M. Thani Mohamed Soilihi. - Nous ne pouvons que souscrire à l'excellente analyse du rapporteur, qui a apporté point par point des réponses ciblées et pertinentes.
Bientôt, les Français choisiront à nouveau un Président de la République, comme ils ont choisi de confier un second mandat à l'actuel et comme ils ont choisi les députés à l'Assemblée nationale. C'est donc faire peu de cas de leur vote que de chercher à reporter toute la faute sur une seule personne. Chacun doit assumer ses responsabilités.
Ce qui se passe à l'Assemblée nationale a des répercussions concrètes dans la vie des Français. Il est fort de café de chercher, par des moyens détournés, à opposer ce fait au Président de la République.
Le groupe Rassemblement des démocrates, progressistes et indépendants suivra la recommandation du rapporteur.

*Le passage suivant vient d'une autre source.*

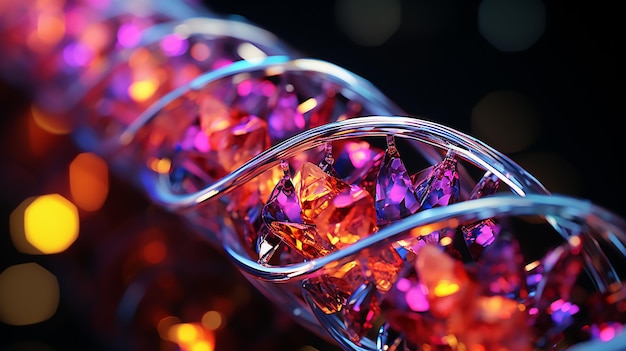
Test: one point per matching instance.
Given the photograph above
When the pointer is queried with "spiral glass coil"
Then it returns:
(372, 228)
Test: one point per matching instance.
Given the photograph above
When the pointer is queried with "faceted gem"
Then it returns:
(480, 235)
(361, 162)
(252, 96)
(440, 187)
(395, 196)
(331, 291)
(487, 185)
(315, 190)
(406, 310)
(283, 204)
(361, 311)
(267, 244)
(191, 171)
(492, 323)
(347, 217)
(383, 268)
(303, 238)
(285, 119)
(239, 143)
(445, 280)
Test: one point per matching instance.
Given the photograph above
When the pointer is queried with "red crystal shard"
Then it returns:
(500, 271)
(315, 190)
(406, 310)
(239, 143)
(283, 204)
(395, 196)
(348, 217)
(361, 311)
(303, 238)
(331, 291)
(445, 280)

M. Stéphane Le Rudulier, rapporteur. - Pour répondre sur la notion de tripolarisation et d'émiettement de la vie politique, la question est de savoir si nous sommes dans une situation durable. L'élection présidentielle de 2027 va-t-elle éclaircir l'horizon et permettre l'émergence d'une nouvelle offre politique obtenant une majorité ? Nous n'avons pas de boule de cristal.
Le fait majoritaire n'est pas inhérent à la Cinquième République. Michel Debré disait précisément que nous disposions, dans notre Constitution, de tous les outils pour éviter les blocages institutionnels dus à une absence de majorité.

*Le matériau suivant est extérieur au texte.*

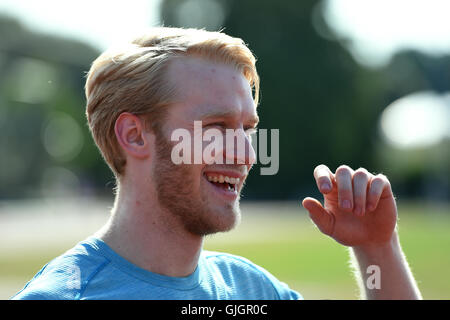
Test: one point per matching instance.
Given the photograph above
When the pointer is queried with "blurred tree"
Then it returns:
(42, 76)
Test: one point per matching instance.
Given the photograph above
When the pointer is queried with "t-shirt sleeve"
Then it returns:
(281, 288)
(276, 289)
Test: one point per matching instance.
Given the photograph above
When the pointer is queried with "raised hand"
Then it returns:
(359, 208)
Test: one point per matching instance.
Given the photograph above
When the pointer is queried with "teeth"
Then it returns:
(223, 179)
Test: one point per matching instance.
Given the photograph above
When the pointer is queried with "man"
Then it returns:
(151, 247)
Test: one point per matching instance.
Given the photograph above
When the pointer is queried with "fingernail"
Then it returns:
(346, 204)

En Allemagne, il existe six groupes politiques au Bundestag, contre onze à l'Assemblée nationale en France. L'émiettement actuel est-il durable ? Nous aurons une réponse concrète en 2027. Modifier nos institutions avant serait donc prématuré.
Concernant le mode de scrutin, le recours au scrutin proportionnel à l'élection législative de 2024 aurait abouti sensiblement à la même répartition qu'aujourd'hui. Changer le mode de scrutin ne mettrait donc pas fin à l'émiettement de l'offre politique.
Enfin, sur le régime présidentiel ou semi-présidentiel, tous les constitutionnalistes que nous avons auditionnés nous disent que nous sommes dans un régime parlementaire.
M. Éric Kerrouche. - Ah non !
M. Stéphane Le Rudulier, rapporteur. - Dès lors qu'il existe un gouvernement responsable devant le Parlement et un pouvoir de dissolution, nous parlons d'un régime parlementaire. Il peut être rationalisé, comme la Cinquième République, mais il n'y a pas, dans la typologie des régimes constitutionnels, de régime à proprement parler semi-présidentiel.
M. Éric Kerrouche. - Il faut sortir du cas de la France.
M. Stéphane Le Rudulier, rapporteur. - C'est ce que j'ai fait, puisque j'évoque le Portugal et le Royaume-Uni dans mon rapport.
Clairement, nous sommes dans une crise politique, avec une défiance envers la classe politique. Toutefois, cette même défiance ne concerne pas la Cinquième République ou ses institutions.
Mme Muriel Jourda, présidente. - Mes chers collègues, ainsi que l'a rappelé notre rapporteur, et comme le prévoit le gentlemen's agreement sur les propositions de loi de niche parlementaire, le rapporteur nous propose de ne pas adopter le texte, afin que le débat en séance porte sur la proposition de loi dans sa version d'origine.
EXAMEN DES ARTICLES
Articles 1er, 2, 3, 4, 5 et 6
Les articles 1er, 2, 3, 4, 5 et 6 ne sont successivement pas adoptés.
La proposition de loi constitutionnelle n'est pas adoptée.
Conformément au premier alinéa de l'article 42 de la Constitution, la discussion en séance portera en conséquence sur le texte initial de la proposition de loi constitutionnelle déposée sur le Bureau du Sénat.